Factors that determine the range of motion in joints.

  1. The main factor is the difference in the areas of the articular articular surfaces. Of all the joints, the greatest difference in the areas of the articular surfaces is in the shoulder joint (the area of ​​the head of the humerus is 6 times greater than the area of ​​the glenoid cavity on the scapula), therefore the shoulder joint has the largest range of movements. In the sacroiliac joint, the articular surfaces are equal in area, so there is practically no movement in it.
  2. Availability of auxiliary elements. For example, menisci and discs, by increasing the congruence of articular surfaces, increase range of motion. The labia, increasing the area of ​​the articular surface, help limit movements. Intra-articular ligaments limit movement only in a certain direction (cruciate ligaments of the knee joint do not prevent flexion, but resist excessive extension).
  3. Combination of joints. In combination joints, movements are determined by the joint that has fewer axes of rotation. Although many joints, based on the shape of the articular surfaces, are capable of performing a greater range of motion, this is limited due to the combination. For example, according to the shape of the articular surfaces, the lateral atlantoaxial joints are flat, but as a result of the combination with the median atlantoaxial joint, they work as rotational joints. The same applies to the joints of the ribs, hand, foot, etc.
  4. Condition of the joint capsule. With a thin, elastic capsule, movements occur in a larger volume. Even uneven capsule thickness in the same joint affects its function. For example, in the temporomandibular joint the capsule is thinner in the front than in the back and sides, so the greatest mobility in it is in the front.
  5. Strengthening the joint capsule with ligaments. Ligaments have an inhibitory and guiding effect, since collagen fibers have not only great strength, but also low extensibility. In the hip joint, the iliofemoral ligament prevents extension and inward rotation of the limb, and the pubofemoral ligament prevents abduction and outward rotation. The most powerful ligaments are in the sacroiliac joint, so there is practically no movement in it.
  6. Muscles surrounding the joint. Possessing constant tone, they fasten, bring together and fix the articulating bones. The muscle traction force is up to 10 kg per 1 cm2 of muscle diameter. If you remove the muscles and leave the ligaments and capsule, the range of motion increases dramatically. In addition to the direct inhibitory effect on movements in the joints, muscles also have an indirect effect - through the ligaments from which they begin. When muscles contract, the ligaments become rigid and elastic.
  7. Synovial fluid. It has an adhesive effect and lubricates the articular surfaces. With arthrosis-arthritis, when the secretion of synovial fluid is disrupted, pain, crunching appear in the joints, and the range of movements decreases.
  8. Helical deflection. It is present only in the shoulder-elbow joint and has an inhibitory effect during movements.
  9. Atmosphere pressure. It promotes contact of articular surfaces with a force of 1 kg per 1 cm2, has a uniform contracting effect, and therefore moderately limits movement.
  10. Condition of the skin and subcutaneous fat. In obese people, the range of motion is always less due to the abundant subcutaneous fat. Slender, fit, athletic people perform movements in a larger volume. In case of skin diseases, when elasticity is lost, movements are sharply reduced, and often after severe burns or wounds, contractures form, which also significantly impede movement.
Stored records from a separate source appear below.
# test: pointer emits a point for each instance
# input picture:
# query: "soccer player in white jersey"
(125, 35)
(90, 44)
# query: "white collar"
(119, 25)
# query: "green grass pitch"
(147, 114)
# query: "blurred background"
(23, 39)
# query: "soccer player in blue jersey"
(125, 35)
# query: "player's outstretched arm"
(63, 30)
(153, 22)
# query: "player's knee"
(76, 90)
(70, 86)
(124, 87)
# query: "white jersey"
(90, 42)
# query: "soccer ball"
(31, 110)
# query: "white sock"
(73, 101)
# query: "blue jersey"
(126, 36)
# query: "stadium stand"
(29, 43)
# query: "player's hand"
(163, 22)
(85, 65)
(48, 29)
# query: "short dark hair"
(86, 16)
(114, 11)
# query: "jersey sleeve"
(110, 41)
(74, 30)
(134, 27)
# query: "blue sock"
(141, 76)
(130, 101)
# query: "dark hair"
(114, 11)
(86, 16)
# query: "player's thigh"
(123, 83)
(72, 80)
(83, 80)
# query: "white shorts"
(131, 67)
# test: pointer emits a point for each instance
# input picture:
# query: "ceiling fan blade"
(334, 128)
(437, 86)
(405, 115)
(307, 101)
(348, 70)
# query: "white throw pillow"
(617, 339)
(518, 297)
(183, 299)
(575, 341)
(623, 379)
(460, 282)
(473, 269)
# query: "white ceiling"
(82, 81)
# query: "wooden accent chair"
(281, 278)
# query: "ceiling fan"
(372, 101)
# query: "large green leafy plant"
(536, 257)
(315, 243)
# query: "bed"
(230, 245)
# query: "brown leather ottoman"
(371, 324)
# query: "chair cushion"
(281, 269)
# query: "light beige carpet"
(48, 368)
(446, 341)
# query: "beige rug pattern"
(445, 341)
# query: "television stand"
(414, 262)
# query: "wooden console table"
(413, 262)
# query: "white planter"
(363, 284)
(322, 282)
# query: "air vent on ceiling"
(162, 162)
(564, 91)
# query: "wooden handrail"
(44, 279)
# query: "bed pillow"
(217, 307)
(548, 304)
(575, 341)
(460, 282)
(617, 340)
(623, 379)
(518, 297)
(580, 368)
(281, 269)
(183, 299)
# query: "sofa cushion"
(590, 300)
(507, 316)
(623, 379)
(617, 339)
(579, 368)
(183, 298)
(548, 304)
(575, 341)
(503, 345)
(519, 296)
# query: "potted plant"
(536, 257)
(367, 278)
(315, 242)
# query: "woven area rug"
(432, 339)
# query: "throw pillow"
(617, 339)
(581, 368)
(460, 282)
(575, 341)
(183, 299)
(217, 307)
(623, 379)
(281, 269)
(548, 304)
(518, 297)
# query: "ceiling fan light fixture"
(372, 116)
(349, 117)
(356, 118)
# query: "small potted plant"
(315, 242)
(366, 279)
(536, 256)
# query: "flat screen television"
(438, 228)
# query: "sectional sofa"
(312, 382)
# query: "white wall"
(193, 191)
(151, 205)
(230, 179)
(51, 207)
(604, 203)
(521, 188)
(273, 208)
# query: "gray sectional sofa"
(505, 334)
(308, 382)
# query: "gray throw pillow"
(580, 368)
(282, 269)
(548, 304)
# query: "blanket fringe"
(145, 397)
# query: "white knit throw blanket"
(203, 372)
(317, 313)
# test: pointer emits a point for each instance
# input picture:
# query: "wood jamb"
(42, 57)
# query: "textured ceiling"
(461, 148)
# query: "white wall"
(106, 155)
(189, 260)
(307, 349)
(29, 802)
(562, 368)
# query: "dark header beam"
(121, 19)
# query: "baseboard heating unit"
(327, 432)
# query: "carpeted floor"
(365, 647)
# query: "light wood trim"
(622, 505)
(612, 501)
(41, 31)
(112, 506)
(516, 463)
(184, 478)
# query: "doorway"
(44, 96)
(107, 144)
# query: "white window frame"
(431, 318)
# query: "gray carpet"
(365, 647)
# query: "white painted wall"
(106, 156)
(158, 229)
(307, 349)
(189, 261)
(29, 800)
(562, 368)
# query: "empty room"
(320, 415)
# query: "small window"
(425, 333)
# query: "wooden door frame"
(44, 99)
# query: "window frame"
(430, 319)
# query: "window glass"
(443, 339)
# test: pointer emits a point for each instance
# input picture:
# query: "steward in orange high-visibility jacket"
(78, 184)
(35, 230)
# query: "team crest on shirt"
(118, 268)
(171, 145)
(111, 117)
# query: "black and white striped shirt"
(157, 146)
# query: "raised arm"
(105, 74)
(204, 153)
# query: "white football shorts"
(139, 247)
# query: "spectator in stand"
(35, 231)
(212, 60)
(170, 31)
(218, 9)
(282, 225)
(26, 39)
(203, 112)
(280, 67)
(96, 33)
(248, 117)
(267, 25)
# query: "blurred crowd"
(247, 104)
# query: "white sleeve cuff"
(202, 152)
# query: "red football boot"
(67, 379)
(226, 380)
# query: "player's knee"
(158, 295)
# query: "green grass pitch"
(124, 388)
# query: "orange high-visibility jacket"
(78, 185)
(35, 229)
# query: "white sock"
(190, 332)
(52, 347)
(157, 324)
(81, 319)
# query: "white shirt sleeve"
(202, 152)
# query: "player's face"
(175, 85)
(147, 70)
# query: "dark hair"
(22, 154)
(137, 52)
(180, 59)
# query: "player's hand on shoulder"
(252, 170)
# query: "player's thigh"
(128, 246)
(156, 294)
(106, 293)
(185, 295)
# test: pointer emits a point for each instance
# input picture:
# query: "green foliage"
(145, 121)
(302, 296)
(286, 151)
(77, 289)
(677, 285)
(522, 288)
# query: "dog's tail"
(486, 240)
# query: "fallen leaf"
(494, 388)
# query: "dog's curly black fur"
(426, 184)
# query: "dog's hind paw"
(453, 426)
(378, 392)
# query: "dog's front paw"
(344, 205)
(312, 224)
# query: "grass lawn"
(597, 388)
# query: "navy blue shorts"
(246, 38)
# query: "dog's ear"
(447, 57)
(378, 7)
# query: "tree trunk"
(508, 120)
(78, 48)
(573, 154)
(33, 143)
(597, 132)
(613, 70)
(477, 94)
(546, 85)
There are several methods for determining the range of motion in joints. Traumatologists determine it using a protractor. Each joint has its own initial positions. The starting position for the shoulder joint is the position of the arm hanging freely along the body. For the elbow joint - full extension (180°). Pronation and supination are determined with the elbow joint bent at a right angle and the hand positioned in the sagittal plane.

In anatomical studies, the magnitude of the angle of mobility can be calculated from the difference in the arcs of rotation on each of the articulating articular surfaces. The magnitude of the angle of mobility depends on a number of factors: gender, age, degree of training, individual characteristics.